1. hayatıma doğrudan faydası olması muhtemel olmayan bilgileri dahi öğrenmekten inanılmaz bir haz alan ben ekşiyi buldugumda inanılmaz sevinmiştim.

    keşif sürem son derece geç oldu zira internetle alakam internet kafede counter strike oynamak olduğundan, bu tarz şeyleri bilmek için lise ve kadıköyün hayatıma girmesi gerekiyordu. neyse.

    siteyi buldum ve muptezel gibi okudum. gecenin bir vakti öyle durmadan okuyordum. bilmediğim ne varsa okuyordum. inanılmaz öyküler anılar okuyordum. bazen ağlamaklı bazen kahkahalarla okuyordum. o sıralar farkettim; güzel bir şeyler yazmak için ünlü bir yazar olmaya gerek yok. tanınmaya gerek yok hatta tanınmamak için ekstra çaba sarfedenler var.

    sonra üye olayım dedim, çaylaklık falan bilmiyorum, site çok populermiş onu da bilmiyorum ve üye oldum. gerekli 10 entryi niyeyse aşırı özensiz girdim ama daha güzel okur olmak için üye olmuştum zaten. sayfada 100 entry ve geçen gün tema++ eklentisiyle tekrar kavuştuğuma çok sevindiğim "not enough coffee in" teması... ha bir de oylama yetisi.

    abi depeyi diye bir yazar var, o nasil yazmaktır öyle. lacrima diye bir hanfendi var, bilgiyi direk beynine beynine veriyor (hatta lacrima hanım beni twitterdan takip ettiğinde çocuk gibi sevinmiştim eheheh) ve daha niceleri. linklerini bir word dosyasına kaydettiğim o inanılmaz güzel sayısız yazı...

    bir de hafiften üst kültür ama bir şekilde yeralti kültürü bir havası vardı benim 10 yıl kadar kaçırdığım ve çok övülen 90ların kadıköyü gibi. sen hâlâ neden uyumadın atarı anne ya da babadan gelecek endişesiyle düşük ekran parlaklığında gece yapılan okumalar ve balkonda gizlice yakılan djarum blackler...

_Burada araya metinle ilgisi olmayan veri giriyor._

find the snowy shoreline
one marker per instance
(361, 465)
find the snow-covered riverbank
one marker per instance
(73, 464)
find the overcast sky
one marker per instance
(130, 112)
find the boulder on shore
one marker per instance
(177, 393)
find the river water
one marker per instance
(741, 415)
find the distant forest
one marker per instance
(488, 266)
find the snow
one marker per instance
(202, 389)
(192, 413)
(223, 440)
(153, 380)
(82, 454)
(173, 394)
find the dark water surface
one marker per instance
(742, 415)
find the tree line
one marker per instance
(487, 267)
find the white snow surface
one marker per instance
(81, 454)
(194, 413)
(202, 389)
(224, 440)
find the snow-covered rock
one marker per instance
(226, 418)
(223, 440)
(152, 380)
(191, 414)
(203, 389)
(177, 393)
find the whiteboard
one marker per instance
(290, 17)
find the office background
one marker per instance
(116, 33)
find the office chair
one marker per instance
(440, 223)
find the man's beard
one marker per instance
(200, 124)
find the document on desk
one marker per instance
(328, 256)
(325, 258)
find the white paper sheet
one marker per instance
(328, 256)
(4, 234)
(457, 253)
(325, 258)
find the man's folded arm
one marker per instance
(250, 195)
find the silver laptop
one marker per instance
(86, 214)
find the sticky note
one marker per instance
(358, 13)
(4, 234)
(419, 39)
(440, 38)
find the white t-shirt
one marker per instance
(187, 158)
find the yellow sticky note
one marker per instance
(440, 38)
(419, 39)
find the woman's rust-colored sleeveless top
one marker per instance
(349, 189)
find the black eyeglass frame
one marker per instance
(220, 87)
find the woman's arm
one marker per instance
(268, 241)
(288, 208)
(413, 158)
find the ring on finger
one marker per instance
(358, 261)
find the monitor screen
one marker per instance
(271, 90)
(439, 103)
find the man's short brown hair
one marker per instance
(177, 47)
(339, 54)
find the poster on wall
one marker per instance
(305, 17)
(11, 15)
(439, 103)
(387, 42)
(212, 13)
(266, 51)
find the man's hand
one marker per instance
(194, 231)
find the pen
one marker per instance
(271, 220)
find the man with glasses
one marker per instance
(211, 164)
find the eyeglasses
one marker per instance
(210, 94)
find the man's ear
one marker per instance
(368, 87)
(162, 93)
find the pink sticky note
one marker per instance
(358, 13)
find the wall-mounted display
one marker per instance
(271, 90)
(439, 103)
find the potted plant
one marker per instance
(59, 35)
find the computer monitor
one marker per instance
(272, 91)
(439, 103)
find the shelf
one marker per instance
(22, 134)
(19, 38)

    sonra yazar da oldum. fena da bir yazar olmadım. okurken kahkaha atılan ya da gözlerden yaş akıtan yazılarım olmuş, öyle mesajlar geldi. debe bile oldum 4 kere! ama biz büyüdük ve kirlendi dünya! hayır hayır sitenin sahibi ve yanindaki arkadaşları daha çok kazanmak istediler ve kirlendi sözlük. adamın kafasına esti sahibi arkadaşı diye bir şirketi eleştiren entrynin sahibini uçurdu. kimse de bi halt edemedi. rating artsın diye en ortalama kitle elde edilmeye çalışıldı, kimse ses çıkarmadı. en iyi yazarlar hadi eyvallah dedi ve gitti o kadar ve bu asla alınması gereken bir mesaj olmadı beyfendiler için. neyse daha nice örnek. bir güruh, nicel olarak az nitelik olarak üst seviye bir guruh nasıl harcanirsa öyle harcandı günlüğü 50 000 tlden bir i. melih gökçek reklamı için.

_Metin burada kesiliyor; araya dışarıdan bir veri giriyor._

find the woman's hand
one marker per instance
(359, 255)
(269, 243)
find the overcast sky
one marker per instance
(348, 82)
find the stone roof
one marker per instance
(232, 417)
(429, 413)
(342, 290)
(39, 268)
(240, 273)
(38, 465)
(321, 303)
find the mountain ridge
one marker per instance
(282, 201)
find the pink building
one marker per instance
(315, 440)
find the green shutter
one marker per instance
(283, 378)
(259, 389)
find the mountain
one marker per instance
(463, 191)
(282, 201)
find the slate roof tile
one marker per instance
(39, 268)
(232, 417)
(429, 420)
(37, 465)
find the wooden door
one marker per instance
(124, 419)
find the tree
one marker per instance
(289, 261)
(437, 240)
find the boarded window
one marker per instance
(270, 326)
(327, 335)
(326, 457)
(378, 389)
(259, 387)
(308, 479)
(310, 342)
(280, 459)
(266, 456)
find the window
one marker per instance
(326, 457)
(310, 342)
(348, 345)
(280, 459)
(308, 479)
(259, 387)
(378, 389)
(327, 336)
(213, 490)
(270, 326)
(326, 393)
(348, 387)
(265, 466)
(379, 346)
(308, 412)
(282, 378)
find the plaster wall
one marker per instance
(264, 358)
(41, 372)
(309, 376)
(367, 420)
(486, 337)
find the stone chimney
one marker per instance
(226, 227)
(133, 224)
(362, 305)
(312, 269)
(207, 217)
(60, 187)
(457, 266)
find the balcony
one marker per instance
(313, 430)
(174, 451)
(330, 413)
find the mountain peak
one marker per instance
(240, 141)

    sonra şekil de gitti. ya bir sitenin yüzde doksanı diyor ki buraya kullanan biziz ve şöyle yazmaktan keyif alıyoruz. insan ayıp olmasın diye biraz önemser gibi yapar di mi? yapmadılar. bak mobilden giremiyoruz her taraf reklam, zaten essek yüküyle var paranız dedi yazarlar onu da iplemediler. en son işte malum, abi site bizim ampulden daha parlak kör olduk diyoruz adam yooo parlak değil diyor. benim burada sartel attı. abi dalga mı geçiyorsun? sence bu kadar adam gizlice "beyler ilk tema değişimde aynı anda kör oluyoruz çok parlak bu" diye sozlestik mi? bu ne saçma bi durum, adama gözlerim kamaşıyor diyorum yooooo bence kamaşmıyor diyor ahahhahaha hakkaten komik.

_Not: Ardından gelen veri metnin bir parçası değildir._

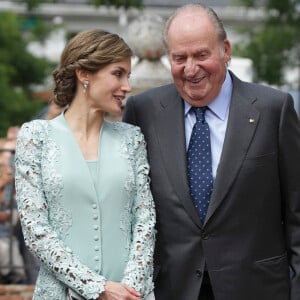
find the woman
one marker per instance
(82, 182)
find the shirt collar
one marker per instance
(220, 104)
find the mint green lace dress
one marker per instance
(86, 221)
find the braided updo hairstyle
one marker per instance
(89, 50)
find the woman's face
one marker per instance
(109, 86)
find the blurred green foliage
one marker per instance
(32, 4)
(275, 43)
(19, 70)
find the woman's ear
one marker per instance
(82, 75)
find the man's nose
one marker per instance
(191, 67)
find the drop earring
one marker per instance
(85, 86)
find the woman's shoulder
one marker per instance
(33, 129)
(124, 127)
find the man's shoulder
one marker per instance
(157, 91)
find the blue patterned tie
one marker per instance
(199, 163)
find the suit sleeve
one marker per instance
(129, 115)
(289, 147)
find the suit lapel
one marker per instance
(242, 122)
(171, 138)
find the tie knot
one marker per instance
(200, 113)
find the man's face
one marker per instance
(198, 59)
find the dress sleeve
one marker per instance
(33, 208)
(139, 269)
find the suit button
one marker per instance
(204, 235)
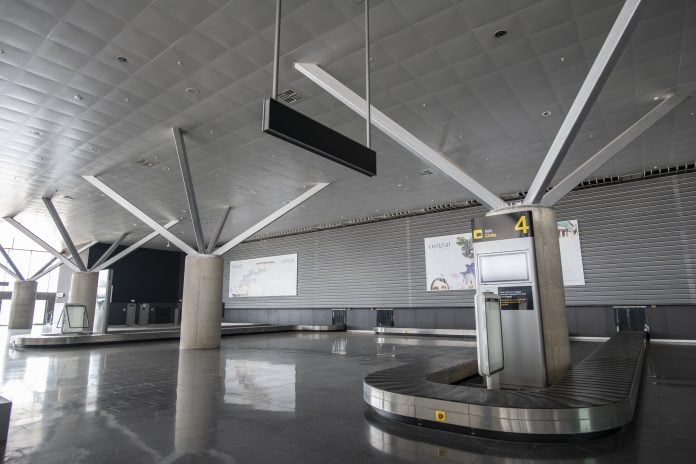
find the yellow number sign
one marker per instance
(521, 225)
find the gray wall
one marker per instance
(637, 240)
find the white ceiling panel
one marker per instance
(69, 107)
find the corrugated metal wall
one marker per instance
(637, 240)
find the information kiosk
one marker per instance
(505, 265)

    neyse bunları neden buraya yazdım bilmiyorum, belki içten içe lan ben ekşide yazarım beni buraya kabul etmelisiniz mesajı vermek istedim kim bilir... ama ekşi geleneği tanımımızı yapalım;

    anlatılanlara göre eskiden çok efsane ortamı ve muhabbeti, kendine ait havası olan ama son zamanlarda leş çayların 5 sacmasapan kahvelerin 10 tlye satıldığı ve salak hipsterların işgaline uğramış, macbooksuz girilmeyen kafelerin mahvettiği sevgili kadıköye bu gidişat bakımından çok benzeyen interaktif sözlük sitesi.
  2. 28 şubat ekşi sözlük direnişi sonucunda bitme süreci hızlanabilir. bugün ekşi sözlük'ün ana itici gücü yazılı tarih olması değil, yeni yazılan entrylerdir, güncel olaylar, haberler, maçlara yazılan yorumlardır debe'dir. bunları 'yazılı tarih' barındıran bir yere yazmanın yazarlar için özel bir anlamı var mı? yok! fenerbahçe başlığına entry yazan adam 'vay be lefter'e zamanında güzellemeler yapılmış siteye yazıyorum' diyor mu? demiyor. dememeyi bırak, sikinde değil.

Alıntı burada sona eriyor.